The four were left out in the Institute of Economic Affairs (IEA) presidential debate on the grounds that their political parties did not have representation in Parliament.
But the Ghana Broadcasting Corporation (GBC) in accordance with its constitutional mandate decided to give equal platform to political parties to present their programmes to the people and decided to organise the debate for the candidates at the GTV studios and broadcast live on national television and all the radio networks of GBC.
The candidates indicated that the private sector needed to be given all the support as part of efforts to address the unemployment problem.
Dr Nduom said under the PPP, the state should facilitate the buying of the products of the private sector since the sector had to be helped to grow.
He said the negative attitude towards local businesses needed to change if the private sector was to take its rightful place in the society.
The PPP, he said, would also provide the direction for the private sector to expand and grow.
Dr Lartey said most Ghanaians lacked access to capital because they lacked the needed collateral to obtain credit.
With the GCPP, he said, the private sector would be resourced adequately to be successful.
The sector, he said, once given the support it desired would expand and grow as well as employ more Ghanaians thereby helping to solve the unemployment problem.
For his part, Mr Addai said the UFP would empower the private sector to grow its businesses by providing it with long term capital for expansion and growth.
“We would make the private sector to be competitive on the global market.
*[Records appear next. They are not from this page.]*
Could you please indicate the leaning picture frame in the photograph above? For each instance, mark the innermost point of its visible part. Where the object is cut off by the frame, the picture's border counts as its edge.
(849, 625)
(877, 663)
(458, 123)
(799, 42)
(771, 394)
The time has come to rejuvenate the private sector and the UFP would do that,” he said.
He deplored the situation where foreigners came to Ghana, generate all the financial resources and then send those resources to their countries.
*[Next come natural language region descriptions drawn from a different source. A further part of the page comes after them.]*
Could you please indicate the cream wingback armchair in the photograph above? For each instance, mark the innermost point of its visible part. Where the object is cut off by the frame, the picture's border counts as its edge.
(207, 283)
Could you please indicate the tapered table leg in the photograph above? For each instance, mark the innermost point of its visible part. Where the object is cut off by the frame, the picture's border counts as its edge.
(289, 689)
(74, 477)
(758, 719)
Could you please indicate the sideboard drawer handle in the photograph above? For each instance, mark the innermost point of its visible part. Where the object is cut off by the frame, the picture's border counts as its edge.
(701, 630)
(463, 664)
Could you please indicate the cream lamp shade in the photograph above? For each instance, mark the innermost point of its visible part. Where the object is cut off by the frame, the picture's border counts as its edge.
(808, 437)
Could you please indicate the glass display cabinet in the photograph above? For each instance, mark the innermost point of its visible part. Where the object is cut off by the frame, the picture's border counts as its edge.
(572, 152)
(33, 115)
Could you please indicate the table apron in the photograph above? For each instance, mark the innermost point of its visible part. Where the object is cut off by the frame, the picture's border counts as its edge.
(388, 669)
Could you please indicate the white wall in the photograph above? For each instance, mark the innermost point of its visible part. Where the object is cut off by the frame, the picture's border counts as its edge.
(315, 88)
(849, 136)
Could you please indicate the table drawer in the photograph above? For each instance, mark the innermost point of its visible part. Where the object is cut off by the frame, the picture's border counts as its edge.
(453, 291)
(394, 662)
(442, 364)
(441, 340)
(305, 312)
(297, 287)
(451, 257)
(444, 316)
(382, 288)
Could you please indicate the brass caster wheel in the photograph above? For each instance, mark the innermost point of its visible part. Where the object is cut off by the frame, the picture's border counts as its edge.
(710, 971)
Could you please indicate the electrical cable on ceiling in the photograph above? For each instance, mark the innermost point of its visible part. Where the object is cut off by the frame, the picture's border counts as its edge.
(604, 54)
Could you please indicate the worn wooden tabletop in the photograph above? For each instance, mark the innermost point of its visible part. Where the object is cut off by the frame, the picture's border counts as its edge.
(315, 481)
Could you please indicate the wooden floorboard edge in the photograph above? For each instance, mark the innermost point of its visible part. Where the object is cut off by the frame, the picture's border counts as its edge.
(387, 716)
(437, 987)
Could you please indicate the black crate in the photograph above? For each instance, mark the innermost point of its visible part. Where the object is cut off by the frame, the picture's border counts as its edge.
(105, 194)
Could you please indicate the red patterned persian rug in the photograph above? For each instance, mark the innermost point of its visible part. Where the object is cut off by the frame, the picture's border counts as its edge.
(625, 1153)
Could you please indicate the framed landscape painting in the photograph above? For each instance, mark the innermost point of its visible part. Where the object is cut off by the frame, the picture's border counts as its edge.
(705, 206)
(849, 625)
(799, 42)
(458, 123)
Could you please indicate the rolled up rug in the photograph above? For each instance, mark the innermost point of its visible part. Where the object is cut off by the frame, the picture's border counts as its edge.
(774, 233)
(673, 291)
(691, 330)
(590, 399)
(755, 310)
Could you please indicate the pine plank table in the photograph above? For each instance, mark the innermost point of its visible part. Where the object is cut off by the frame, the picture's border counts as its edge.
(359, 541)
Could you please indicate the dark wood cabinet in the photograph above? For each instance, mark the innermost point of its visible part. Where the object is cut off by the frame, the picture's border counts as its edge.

Mr Addai said there would also be technology transfer to support the private sector and promote public-private partnership.
Mr Yeboah said under his administration, the capacity of the private sector would be built so that it took advantage of the numerous opportunities that would be created by his government.
He identified the lack of finance as a major problem facing the sector and that his administration would provide the finance needed by the sector.
According to him, a national development plan that would indicate the direction of the country would be vigorously pursued to show clearly how the sector would be boosted.
He expressed the belief that the plan would help identify skill gaps in the informal sector and also lay out a comprehensive vision for the country.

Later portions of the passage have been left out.